Elgan speaks
...and her words thunder across the land

I’m out of here.

Sunday, Jan. 17, 2010
9:57 p.m.
I sit in my daughter’s apartment with my laptop on my lap, watching B0st0n LegaI with her and her BF. It was another surreal day.

I got to my mother’s just before lunch, at the tail end of the visit of the Filipino woman my older brother engaged. She’s a wonderful person, and even though she’s being paid to do this, I think she really does care about my mom.

Anyway, we had lunch, of which my mother ate very little. She’d already been out for a walk in the morning so we went back to her room and I tried not to fall asleep as I repeated information about the family. At one point she suggested a cup of tea, but her electric kettle has disappeared so we went to the coffee room in the lower level.

There’s a woman in the residence who knew my father when they were kids. Her claim to fame is that she had a very famous brother, but she is now widowed and living in a retirement home. I like her. She talks to me when I come to visit my mother, but my mother can’t stand her. She feels excluded from the conversation and that this woman steals her spotlight. It’s too bad.

Anyway, we escaped Rosie and went back to my mother’s room, the plan being to go back down for a Tu B’Shvat programme that was being given by a couple of teachers and students from one of Toronto’s Hebrew schools. My mother was tired and considered taking a nap. I blackmailed her, saying that if she was going to nap, I would leave; but if she would go to the programme with me, I would stay longer. So she acquiesced and we went to the programme.

It was fun.
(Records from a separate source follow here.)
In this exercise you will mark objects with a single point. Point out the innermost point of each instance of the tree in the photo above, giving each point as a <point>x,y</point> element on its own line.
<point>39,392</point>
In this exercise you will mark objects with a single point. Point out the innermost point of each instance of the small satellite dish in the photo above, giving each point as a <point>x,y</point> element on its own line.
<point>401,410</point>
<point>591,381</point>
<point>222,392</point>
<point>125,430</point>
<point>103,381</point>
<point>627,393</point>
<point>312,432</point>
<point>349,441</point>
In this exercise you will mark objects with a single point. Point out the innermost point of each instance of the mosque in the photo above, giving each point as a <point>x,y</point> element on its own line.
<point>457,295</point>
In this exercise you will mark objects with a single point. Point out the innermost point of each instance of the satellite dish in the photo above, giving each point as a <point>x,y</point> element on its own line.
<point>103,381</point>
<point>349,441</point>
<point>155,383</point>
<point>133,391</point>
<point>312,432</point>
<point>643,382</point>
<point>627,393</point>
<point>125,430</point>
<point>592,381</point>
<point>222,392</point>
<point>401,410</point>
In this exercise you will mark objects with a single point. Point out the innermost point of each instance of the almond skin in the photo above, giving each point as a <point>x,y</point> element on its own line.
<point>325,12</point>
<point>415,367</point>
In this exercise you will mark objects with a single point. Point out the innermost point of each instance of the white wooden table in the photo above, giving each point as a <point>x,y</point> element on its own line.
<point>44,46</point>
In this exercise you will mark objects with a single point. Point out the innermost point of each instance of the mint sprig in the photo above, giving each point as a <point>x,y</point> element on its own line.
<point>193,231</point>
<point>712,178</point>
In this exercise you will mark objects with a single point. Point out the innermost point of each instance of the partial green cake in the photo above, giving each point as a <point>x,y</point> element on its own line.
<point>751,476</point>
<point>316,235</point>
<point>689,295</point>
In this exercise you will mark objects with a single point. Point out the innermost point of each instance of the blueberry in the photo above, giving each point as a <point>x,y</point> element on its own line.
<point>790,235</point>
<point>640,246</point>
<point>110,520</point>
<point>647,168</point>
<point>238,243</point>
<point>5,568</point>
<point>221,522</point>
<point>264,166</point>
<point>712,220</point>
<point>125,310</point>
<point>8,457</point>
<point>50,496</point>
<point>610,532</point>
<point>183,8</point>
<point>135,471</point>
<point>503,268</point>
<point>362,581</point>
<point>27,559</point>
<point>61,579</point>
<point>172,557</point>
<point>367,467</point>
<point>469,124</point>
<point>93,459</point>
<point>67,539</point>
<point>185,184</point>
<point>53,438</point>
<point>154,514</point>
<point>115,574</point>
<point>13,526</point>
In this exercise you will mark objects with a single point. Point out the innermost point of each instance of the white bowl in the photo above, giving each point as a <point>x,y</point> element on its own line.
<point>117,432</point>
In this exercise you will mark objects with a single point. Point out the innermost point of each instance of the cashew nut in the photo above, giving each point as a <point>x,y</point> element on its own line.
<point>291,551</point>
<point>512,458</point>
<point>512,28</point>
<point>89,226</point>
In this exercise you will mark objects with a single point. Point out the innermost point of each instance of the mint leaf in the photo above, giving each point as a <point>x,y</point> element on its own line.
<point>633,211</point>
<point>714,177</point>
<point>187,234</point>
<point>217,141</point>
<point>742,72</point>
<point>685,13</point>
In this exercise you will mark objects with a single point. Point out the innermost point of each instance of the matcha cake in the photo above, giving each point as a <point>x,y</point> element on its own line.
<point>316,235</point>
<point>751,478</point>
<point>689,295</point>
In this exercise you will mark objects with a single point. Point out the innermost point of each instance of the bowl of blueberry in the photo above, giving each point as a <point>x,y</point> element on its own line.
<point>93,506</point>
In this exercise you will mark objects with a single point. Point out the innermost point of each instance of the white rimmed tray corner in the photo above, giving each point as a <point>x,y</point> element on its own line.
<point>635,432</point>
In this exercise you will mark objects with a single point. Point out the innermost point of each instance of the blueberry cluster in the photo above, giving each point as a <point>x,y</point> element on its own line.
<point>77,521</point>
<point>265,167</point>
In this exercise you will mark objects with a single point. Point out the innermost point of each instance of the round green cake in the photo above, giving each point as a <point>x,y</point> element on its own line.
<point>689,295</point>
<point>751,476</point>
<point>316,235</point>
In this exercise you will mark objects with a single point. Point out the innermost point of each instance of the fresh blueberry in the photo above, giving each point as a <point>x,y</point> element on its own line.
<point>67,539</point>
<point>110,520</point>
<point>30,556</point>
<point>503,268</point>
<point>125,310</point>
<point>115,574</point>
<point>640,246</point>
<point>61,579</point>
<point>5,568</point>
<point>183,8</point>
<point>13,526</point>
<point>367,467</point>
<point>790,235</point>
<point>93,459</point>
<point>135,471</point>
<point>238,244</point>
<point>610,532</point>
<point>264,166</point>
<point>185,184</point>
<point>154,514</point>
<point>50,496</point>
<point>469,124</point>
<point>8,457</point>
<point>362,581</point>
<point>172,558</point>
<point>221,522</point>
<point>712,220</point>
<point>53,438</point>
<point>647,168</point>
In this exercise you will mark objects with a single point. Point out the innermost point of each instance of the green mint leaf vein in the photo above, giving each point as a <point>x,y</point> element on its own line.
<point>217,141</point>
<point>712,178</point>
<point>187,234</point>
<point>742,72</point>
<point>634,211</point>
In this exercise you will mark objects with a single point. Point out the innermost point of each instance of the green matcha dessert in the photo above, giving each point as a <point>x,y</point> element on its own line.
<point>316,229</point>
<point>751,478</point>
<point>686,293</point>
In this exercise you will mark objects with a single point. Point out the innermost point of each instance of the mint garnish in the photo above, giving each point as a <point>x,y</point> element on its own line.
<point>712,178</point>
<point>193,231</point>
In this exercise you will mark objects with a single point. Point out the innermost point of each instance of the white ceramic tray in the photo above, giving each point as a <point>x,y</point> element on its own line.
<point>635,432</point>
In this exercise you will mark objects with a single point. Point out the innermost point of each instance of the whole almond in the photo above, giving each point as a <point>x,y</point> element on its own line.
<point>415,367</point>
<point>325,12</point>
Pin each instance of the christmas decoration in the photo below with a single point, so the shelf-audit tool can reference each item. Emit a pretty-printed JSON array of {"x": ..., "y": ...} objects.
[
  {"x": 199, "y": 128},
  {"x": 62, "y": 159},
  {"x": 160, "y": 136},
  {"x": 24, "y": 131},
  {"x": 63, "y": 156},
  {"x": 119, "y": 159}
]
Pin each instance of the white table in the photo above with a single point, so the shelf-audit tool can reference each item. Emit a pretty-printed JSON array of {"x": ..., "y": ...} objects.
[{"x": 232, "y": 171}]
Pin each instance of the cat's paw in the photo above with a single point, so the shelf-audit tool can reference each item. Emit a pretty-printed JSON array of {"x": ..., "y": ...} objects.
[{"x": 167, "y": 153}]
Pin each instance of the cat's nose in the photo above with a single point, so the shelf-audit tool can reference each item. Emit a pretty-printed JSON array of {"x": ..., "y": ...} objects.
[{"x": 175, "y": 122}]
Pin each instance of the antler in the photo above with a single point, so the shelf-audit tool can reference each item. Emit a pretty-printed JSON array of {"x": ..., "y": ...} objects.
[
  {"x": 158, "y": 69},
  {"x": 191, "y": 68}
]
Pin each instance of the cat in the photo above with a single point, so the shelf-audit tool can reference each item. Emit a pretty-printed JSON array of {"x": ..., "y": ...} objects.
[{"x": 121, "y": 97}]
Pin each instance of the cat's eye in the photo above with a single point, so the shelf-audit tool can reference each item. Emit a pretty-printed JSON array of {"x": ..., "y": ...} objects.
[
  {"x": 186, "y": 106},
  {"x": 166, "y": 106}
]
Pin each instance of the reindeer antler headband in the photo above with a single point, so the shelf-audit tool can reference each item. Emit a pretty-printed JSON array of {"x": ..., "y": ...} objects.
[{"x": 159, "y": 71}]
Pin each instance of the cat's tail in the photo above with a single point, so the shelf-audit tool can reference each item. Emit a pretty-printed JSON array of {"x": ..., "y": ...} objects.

There was singing and jollity and it was nice to see young kids among the gray hair. The pregnant wife of one of the teachers had their small son in her arms, and he was a real hit with the oldsters.

When it was over, my mother turned to me and said, “How did we get here?” I responded, “We took the elevator.” She said, “Before that; did we take a taxi, or a streetcar?” I realized at that point that she was delusional again and it was time for me to leave.

Once again she was convinced that she didn’t live there. Instead of trying to convince her otherwise, I simply told her that she was staying there for now, that her parents knew where she was, that I didn’t know where my father was, and that she didn’t need to worry about money because her meal in the dining room was already taken care of. I couldn’t get out of there fast enough.

I stopped at the corner doughnut shop for a strawberry danish and a large cup of Earl Gray tea. Then I walked to Little Princess’ where we waited for Buddy Boy to show up. When he got there, we all went out to a Japanese restaurant where a friend of Buddy Boy’s joined us. We ate sushi and teriyaki and udon noodles, drank sake and had several yuks. Then my son went off with his friend and my daughter, her BF and I went back to their place where we relaxed and put on the show first mentioned above.

It’s an early rising tomorrow and a long trip on the bus. Thank goodness for wifi.